Time consuming process - Githubissues

Benson-Genomics-Lab / TRF

Tandem Repeats Finder: a program to analyze DNA sequences

https://tandem.bu.edu/trf/trf.html

GNU Affero General Public License v3.0

155 stars 26 forks source link

Time consuming process #7

Open karimi81 opened 3 years ago

karimi81 commented 3 years ago

Hi There, I am trying to use TRF to detect tandem repeats in a large genome assembly with the size of 2.68 Gb. Although the program worked for about 12 days on a node with 32 CPUs and 125 Gb memory, finally it was not completed. The following is the command I have used: trf new_id.fasta 2 5 7 80 10 50 2000 Is there any way to improve the efficiency of the computation? e.g parallel processing or reduce the computation time . I would be appreciated if you could help me in this regard. Thank you

Aannaw commented 3 years ago

Hi Have you solved this problem? I split my genome with the size 3.1G and then running trf, but it is not yet completed after about 14 days runnng with 1 cpu and 3 Gb. Does the programme have any options with thread to speed?

xiekunwhy commented 2 years ago

I meet the same problem, and I think I need to give up trf, and try some others like Look4TRs and Dot2dot.

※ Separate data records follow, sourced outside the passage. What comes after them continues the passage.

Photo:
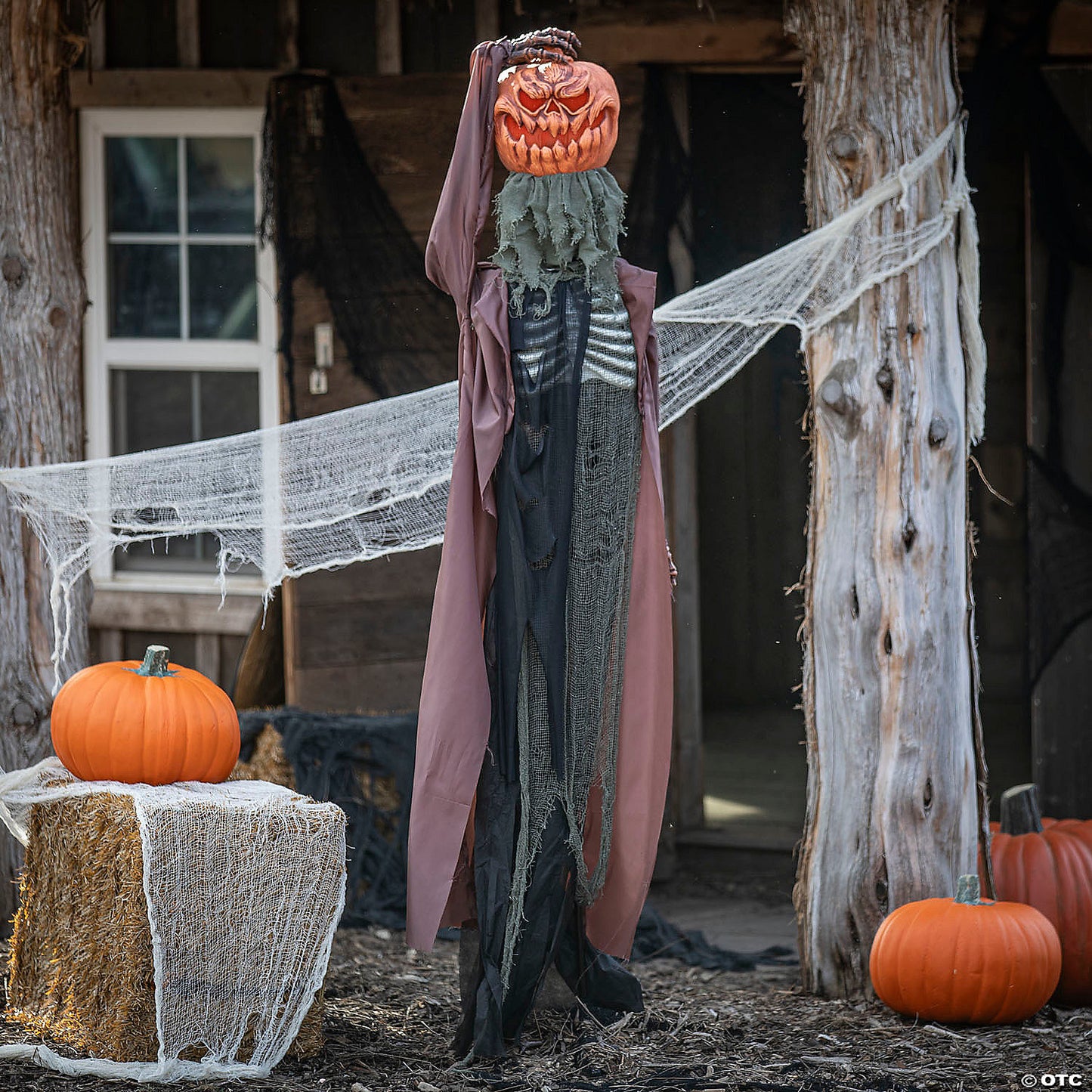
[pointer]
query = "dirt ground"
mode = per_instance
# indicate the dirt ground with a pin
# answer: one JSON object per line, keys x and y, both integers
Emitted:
{"x": 391, "y": 1013}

Wenfei-Xian commented 1 year ago

Hi all, TRF will get stuck in the long centromere region, if you want to identify tandem repeat, especially in T2T assembly, please set a higher value for -l :)

hdashnow commented 10 months ago

Increasing the value of -l to >100 for chm13-T2T helped in my case. I tested a few different values to check their memory usage as it can get pretty high.